Si la conversion à la langue de Keynes avance, elle suscite plusieurs questions. Ainsi, pour les étudiants étrangers, il n’existe aucune plateforme suisse. Chaque institution chasse les talents venus d’ailleurs pour elle-même. Parce qu’il estime que «les étudiants étrangers connaissent encore mal les parcours que l’on peut accomplir ici», le vice-recteur genevois Yves Flückiger veut proposer aux autres académies un «inventaire de l’offre romande de formation».
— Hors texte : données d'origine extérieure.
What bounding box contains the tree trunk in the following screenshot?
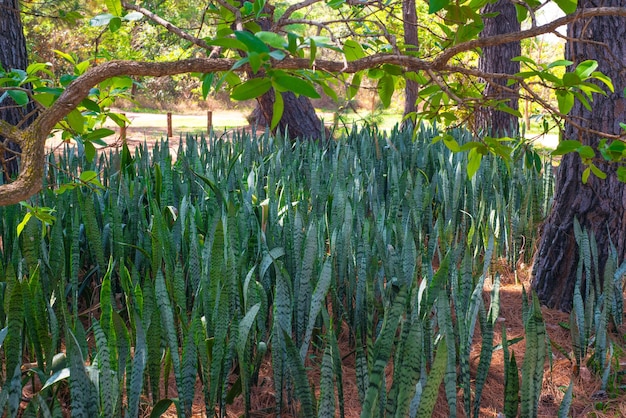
[533,0,626,311]
[248,3,329,140]
[402,0,419,126]
[0,0,32,178]
[475,0,522,136]
[248,90,330,140]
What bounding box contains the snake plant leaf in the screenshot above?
[417,338,448,418]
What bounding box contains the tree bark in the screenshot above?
[533,0,626,311]
[248,90,329,140]
[402,0,419,126]
[248,4,329,140]
[475,0,522,136]
[0,0,32,182]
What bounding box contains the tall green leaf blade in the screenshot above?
[361,285,408,417]
[417,338,448,418]
[300,258,332,361]
[154,270,183,404]
[283,330,316,417]
[92,319,117,417]
[128,312,147,417]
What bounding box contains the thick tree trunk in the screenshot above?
[402,0,419,126]
[248,90,329,140]
[0,0,28,181]
[533,0,626,311]
[476,0,522,136]
[248,4,329,140]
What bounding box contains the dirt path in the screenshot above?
[47,110,558,149]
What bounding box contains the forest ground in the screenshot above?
[47,110,558,152]
[47,110,596,418]
[155,261,626,418]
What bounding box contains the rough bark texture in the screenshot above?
[476,0,521,135]
[0,0,32,178]
[402,0,419,124]
[533,0,626,311]
[248,90,329,140]
[249,4,328,140]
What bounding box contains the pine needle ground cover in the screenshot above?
[0,128,626,417]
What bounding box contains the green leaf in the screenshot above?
[554,0,578,15]
[7,90,28,106]
[104,0,124,16]
[109,17,122,32]
[235,30,270,53]
[576,145,596,159]
[40,367,70,391]
[78,171,104,188]
[575,60,598,79]
[546,60,573,70]
[273,74,320,99]
[376,74,395,108]
[122,12,143,22]
[309,39,317,66]
[563,73,582,87]
[254,31,287,49]
[428,0,450,13]
[417,338,448,418]
[150,399,178,418]
[202,38,248,52]
[467,148,483,179]
[343,39,365,62]
[556,90,574,115]
[589,164,606,180]
[66,109,85,134]
[511,55,537,67]
[551,139,582,155]
[89,13,115,27]
[17,212,33,237]
[230,78,272,101]
[591,71,615,93]
[248,52,263,74]
[80,99,102,113]
[347,72,363,100]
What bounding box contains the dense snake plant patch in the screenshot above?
[0,128,568,417]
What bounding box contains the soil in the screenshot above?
[150,266,626,418]
[41,111,604,418]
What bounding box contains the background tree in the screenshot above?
[533,0,626,311]
[476,0,522,135]
[402,0,419,122]
[0,0,33,181]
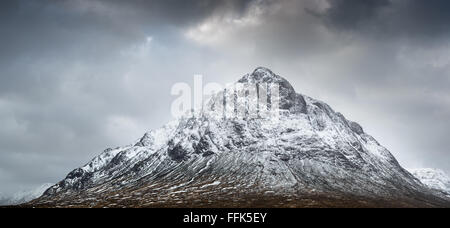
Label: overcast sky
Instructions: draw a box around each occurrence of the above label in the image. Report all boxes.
[0,0,450,194]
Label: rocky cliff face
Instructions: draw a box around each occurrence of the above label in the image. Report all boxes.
[410,168,450,197]
[32,68,449,207]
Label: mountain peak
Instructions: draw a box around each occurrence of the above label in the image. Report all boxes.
[31,67,449,207]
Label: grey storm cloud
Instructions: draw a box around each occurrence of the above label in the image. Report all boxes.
[0,0,450,194]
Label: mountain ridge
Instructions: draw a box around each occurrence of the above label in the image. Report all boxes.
[27,67,449,207]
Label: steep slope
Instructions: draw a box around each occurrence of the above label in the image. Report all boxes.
[32,67,449,207]
[410,168,450,197]
[0,183,54,205]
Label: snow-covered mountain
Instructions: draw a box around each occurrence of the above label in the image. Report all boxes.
[31,67,450,207]
[0,183,54,205]
[410,168,450,197]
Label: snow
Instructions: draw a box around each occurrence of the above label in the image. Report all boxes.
[0,183,53,205]
[200,181,220,188]
[410,168,450,196]
[36,68,446,207]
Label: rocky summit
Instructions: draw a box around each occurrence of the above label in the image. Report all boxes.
[25,67,450,207]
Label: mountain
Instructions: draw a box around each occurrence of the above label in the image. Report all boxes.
[28,67,450,207]
[0,183,54,205]
[410,168,450,197]
[0,192,9,206]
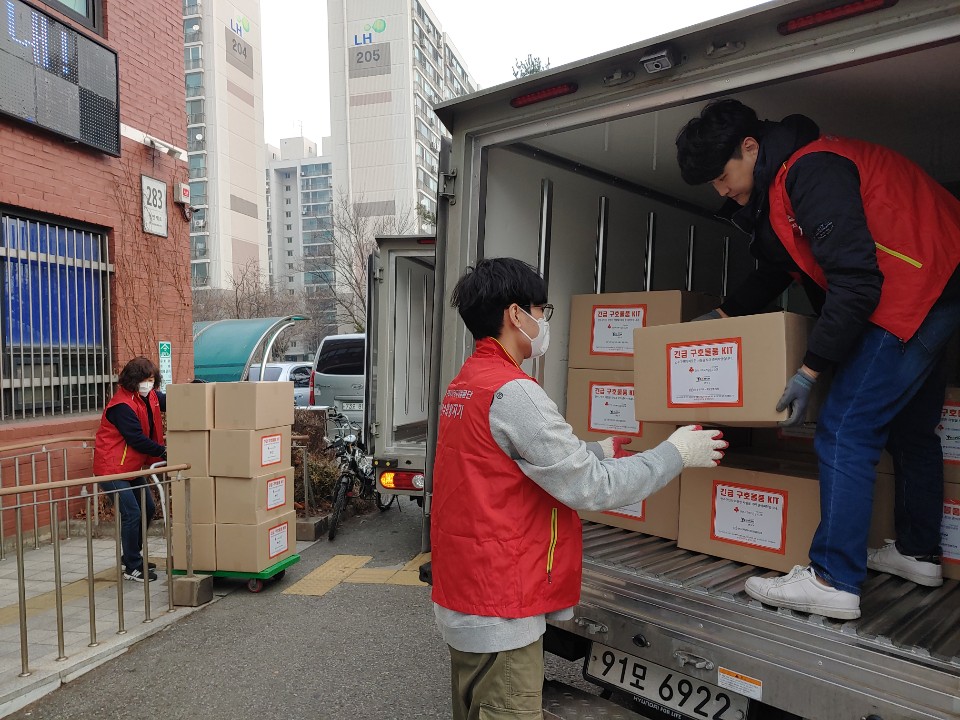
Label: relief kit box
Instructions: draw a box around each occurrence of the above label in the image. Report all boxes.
[216,510,297,572]
[216,467,293,525]
[171,523,217,570]
[166,383,216,431]
[166,430,211,478]
[208,428,292,478]
[634,312,812,427]
[568,290,720,370]
[567,369,677,452]
[170,477,217,525]
[214,382,293,430]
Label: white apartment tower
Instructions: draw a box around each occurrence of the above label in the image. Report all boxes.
[183,0,268,289]
[327,0,476,228]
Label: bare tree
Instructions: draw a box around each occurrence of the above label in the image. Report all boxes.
[513,53,550,78]
[300,192,417,332]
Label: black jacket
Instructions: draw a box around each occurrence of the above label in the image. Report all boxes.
[721,115,883,371]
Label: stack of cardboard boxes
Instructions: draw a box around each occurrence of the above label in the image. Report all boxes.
[567,292,960,578]
[567,290,719,540]
[167,382,296,573]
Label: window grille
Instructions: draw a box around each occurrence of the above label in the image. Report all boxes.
[0,213,116,420]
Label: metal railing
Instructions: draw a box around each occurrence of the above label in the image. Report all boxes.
[0,437,193,677]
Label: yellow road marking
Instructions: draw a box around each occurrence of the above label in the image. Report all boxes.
[283,553,430,596]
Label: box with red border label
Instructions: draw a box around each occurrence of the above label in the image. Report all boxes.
[210,425,292,478]
[216,510,297,572]
[216,468,293,525]
[634,312,823,426]
[568,290,720,370]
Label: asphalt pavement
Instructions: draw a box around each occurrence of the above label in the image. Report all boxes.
[10,501,604,720]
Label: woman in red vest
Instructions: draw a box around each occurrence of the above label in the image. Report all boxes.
[93,357,167,582]
[431,258,727,720]
[677,99,960,620]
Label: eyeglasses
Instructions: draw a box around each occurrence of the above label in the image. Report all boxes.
[530,303,553,322]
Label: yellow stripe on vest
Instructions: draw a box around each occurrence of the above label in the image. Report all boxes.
[874,243,923,269]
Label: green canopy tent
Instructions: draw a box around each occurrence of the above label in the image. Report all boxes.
[193,315,309,382]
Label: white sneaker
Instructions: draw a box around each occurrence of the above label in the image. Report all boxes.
[867,540,943,587]
[744,565,860,620]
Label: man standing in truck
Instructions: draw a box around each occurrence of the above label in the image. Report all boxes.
[431,258,727,720]
[677,99,960,619]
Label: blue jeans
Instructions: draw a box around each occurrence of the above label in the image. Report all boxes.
[810,299,960,595]
[100,478,156,574]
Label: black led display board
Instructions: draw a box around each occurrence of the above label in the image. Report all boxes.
[0,0,120,155]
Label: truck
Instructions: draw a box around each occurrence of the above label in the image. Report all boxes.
[368,0,960,720]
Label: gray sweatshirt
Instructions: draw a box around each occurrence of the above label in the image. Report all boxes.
[433,380,683,653]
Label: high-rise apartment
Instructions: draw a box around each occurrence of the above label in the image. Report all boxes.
[266,137,337,360]
[327,0,476,231]
[183,0,268,288]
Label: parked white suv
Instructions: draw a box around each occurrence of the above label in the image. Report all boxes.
[247,362,313,407]
[310,334,366,425]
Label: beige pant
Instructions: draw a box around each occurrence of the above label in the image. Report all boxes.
[450,637,543,720]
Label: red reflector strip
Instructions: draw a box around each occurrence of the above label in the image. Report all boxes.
[510,83,577,107]
[777,0,897,35]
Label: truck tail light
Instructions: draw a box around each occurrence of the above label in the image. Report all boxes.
[380,471,423,490]
[777,0,897,35]
[510,83,577,107]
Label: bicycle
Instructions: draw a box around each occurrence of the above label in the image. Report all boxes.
[326,413,396,540]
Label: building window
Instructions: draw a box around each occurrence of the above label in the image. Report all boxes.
[0,214,115,420]
[41,0,103,35]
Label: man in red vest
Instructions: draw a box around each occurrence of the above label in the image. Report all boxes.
[677,99,960,619]
[431,258,727,720]
[93,357,167,582]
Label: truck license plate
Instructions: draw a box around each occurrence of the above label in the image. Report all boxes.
[583,643,750,720]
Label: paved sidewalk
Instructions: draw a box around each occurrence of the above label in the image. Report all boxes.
[0,537,310,717]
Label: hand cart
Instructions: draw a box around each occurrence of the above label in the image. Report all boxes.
[173,554,300,592]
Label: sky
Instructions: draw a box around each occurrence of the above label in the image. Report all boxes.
[260,0,760,145]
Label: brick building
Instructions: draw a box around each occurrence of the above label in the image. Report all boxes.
[0,0,193,534]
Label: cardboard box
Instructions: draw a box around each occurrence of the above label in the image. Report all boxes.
[937,387,960,483]
[217,467,293,525]
[677,462,894,572]
[208,425,292,478]
[568,290,720,370]
[634,313,812,426]
[171,523,217,571]
[580,478,680,540]
[217,510,297,572]
[170,477,217,525]
[167,383,216,431]
[567,369,677,452]
[214,382,293,430]
[166,430,211,478]
[940,482,960,580]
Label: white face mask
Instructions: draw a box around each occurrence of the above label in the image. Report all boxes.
[520,308,550,358]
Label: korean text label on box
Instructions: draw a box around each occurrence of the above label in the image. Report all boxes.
[590,305,647,355]
[666,338,743,408]
[710,480,787,555]
[587,382,643,437]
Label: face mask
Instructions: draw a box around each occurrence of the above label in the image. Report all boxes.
[520,308,550,358]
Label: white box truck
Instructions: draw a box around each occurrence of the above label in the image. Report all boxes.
[366,0,960,720]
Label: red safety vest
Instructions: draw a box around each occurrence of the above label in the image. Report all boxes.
[770,135,960,341]
[431,338,583,618]
[93,387,164,475]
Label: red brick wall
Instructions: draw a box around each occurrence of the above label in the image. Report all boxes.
[0,0,193,533]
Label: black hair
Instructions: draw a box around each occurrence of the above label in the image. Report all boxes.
[450,258,547,340]
[117,355,162,392]
[677,98,761,185]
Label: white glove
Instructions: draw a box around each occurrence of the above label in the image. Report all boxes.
[667,425,730,468]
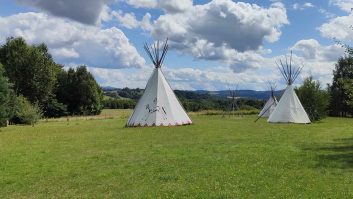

Surtout, le principe édicté par la CRUS – bachelor dans la langue locale, master en anglais – tiendra-t-il longtemps?

Le secrétaire d’Etat à l’éducation et la recherche, Charles Kleiber, en doute: «Dans les sciences techniques, cette option représente une étape. Ne serait-ce que par la contrainte liée au recrutement de professeurs à l’étranger.» De fait, des voix s’élèveront vite pour défendre une immersion anglophone plus précoce, dès l’entrée à l’université.

Mais «l’attractivité du bachelor pour les étrangers reste modeste», note le recteur neuchâtelois Jean-Pierre Derendinger, qui cite le «problème politique» que poserait l’instauration de filières entièrement anglophones. Il ajoute pourtant: «Dans le cas où certains étudiants arrêtent après le bachelor, il y aurait un sens à dispenser une partie des cours en anglais.»

Suzanne de Treville, elle, mentionne d’abord «un problème de ressources. Mais si, face à la hausse des étudiants, nous devons ouvrir une troisième section de bachelor, nous pourrions imaginer donner les nouveaux cours en anglais.»